Interesting,
Do you have pictures of this system?
I haven't heard of firing both plugs per housing at
the same time (most fire the trailing plugs
independently and the leading plugs simultaneously
with a waste spark cycle). This sounds pretty good,
considering only needing 2 modules instead of 3.
On Jul 4, 2016 11:45 PM,
"Lehanover" <flyrotary@lancaironline.net>
wrote:
One
thick aluminum disc mounted on the front
pulley. One iron reluctor mounted in the edge
of the disc. A length of 1/4" bolt works fine.
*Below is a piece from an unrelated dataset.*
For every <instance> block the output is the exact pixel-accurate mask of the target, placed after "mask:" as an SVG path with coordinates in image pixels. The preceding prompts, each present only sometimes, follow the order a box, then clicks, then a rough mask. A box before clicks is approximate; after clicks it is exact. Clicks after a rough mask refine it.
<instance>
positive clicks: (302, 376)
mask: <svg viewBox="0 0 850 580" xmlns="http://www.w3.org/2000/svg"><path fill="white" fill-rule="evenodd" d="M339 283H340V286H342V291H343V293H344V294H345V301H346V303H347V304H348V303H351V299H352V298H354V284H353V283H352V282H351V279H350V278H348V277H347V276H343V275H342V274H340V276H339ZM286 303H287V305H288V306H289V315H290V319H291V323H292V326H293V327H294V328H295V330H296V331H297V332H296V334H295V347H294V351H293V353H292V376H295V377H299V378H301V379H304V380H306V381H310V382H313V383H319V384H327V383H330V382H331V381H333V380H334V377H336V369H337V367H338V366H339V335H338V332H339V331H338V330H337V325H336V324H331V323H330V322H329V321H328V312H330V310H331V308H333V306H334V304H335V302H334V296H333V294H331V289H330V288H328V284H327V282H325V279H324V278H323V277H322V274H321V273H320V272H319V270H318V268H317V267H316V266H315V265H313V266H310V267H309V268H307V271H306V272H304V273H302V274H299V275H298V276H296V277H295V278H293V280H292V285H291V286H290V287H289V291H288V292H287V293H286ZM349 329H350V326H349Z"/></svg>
Make the disc the same diameter as a Mr.
Gasket degree wheel. Mount the degree wheel on
the front of the disc. Makes setting timing
dead easy.
Two
pickups mounted 180 degrees apart to be
tripped by the reluctor.
One
pickup fires an MSD or similar so as to light
off a double ended coil (MSD has these) or two
Blaster coils in parallel if you need the
extra weight. To fire leading and trailing
plugs in housing one together.
The
second pickup fires housing two. Keep plug
wires as short as is possible.
Adjust
reluctor disc so as to fire plugs at 20 to 26
degrees BTDC. Good from idle to 10,000 RPM and
250 HP. Used on racing engines for years. Use
NGK 11.5 heat range plugs gapped at .010".
Non
turbo engines only. Ignition timing is so
accurate that the engine appears to be not
running when a timing light is used.
Tracy
I'm
wanting to use a carbureted Renesis for
my build. Eliminating both the fuel
injection system and the emissions
system, I have no need to keep the stock
ECM. What would be the easiest ignition
system to use? I'm thinking a hall
effect crank angle sensor feeding an MSD
6A/Crane Fireball Hi6/similar low cost
unit and three coils: one for each
trailing plug and one for both leading
plugs (leading plugs fire a waste spark
similar to the 2nd and 3rd generation
RX7s).
Would
this be a matter of simply installing a
universal aftermarket crank trigger kit
and having the sensors trigger an
ignition module? Would I need one or
three ignition modules to achieve this?